A FORMER Alba activist has been found guilty of sending threatening online messages to George Galloway and Angus Robertson.
David Llewelyn, who also campaigned with the SNP, denied the charges but was this week found guilty following a trial at Edinburgh’s Sheriff Court.
Sentencing has been deferred until later in August for social work reports to be prepared, Edinburgh Live reported.
Llewelyn, from Royston Mains in Edinburgh, was found to have behaved in a threatening or abusive manner towards Constitution Secretary Robertson.
In a post on Facebook, the independence activist said that the SNP MSP and his wife should be “dumped”, adding: “In the Water of Leith.”
The post, uploaded in January 2021, read: “Angus Robertson says the game’s a bogey. Time him and his social climbing wife are dumped. In the Water of Leith.”
Robertson told the court that the post was “aimed at causing upset and that is exactly what it did”.
He said that his home and constituency office had been near the Water of Leith, and that the words used brought to mind “the dumping of a body”.
Llewelyn, 61, was also found guilty of posting abusive messages toward Galloway between July and October 2020.
He had posted saying: “If you ever see [Galloway] under a Union Jack with a Tory then please shoot him.”
This had been a reference to Galloway’s own words and his announcement in the run-up to the 2021 Holyrood election that he would be voting Conservative in an attempt to shore up support for the Union.
In 2014, in an interview with Prospect Magazine, Galloway had said: “If you ever see me standing under a Union Jack shoulder-to-shoulder with a Conservative, please shoot me.”
Llewelyn was further found to have posted a doctored picture purporting to show the All For Unity politician engaging in a sexual act with an animal.
Galloway (above) told the court: “It purported to show me in an act of coitus with an animal. It doesn’t get much worse than that – it is grotesque and is totally revolting.
“I have been in politics a long time but I do not think I have seen a worse piece of imagery regarding myself.”

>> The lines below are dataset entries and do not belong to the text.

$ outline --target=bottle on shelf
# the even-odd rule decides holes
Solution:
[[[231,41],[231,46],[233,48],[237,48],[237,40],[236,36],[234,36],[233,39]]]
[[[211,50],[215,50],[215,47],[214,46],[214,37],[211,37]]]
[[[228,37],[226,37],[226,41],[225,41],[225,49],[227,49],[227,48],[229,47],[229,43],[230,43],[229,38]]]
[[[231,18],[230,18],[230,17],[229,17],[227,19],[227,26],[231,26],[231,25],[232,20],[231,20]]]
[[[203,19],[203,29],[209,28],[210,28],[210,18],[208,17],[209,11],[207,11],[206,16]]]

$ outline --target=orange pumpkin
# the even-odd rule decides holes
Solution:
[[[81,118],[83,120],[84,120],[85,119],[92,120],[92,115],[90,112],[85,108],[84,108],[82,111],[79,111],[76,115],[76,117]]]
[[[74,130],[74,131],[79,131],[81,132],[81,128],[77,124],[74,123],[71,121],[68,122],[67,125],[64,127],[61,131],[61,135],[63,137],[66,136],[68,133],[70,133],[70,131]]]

The Alba activist was also found to have caused Galloway fear and alarm by encouraging people on social media to register the politician’s email address with adult websites.
Galloway claimed the move had led to him receiving “an immediate flooding of pornographic content”.
Llewelyn had been active in campaigning for the Alba Party, with a report in the Scottish Sun saying he was an “election campaign organiser” ahead of the 2021 Holyrood elections. He resigned two months ago.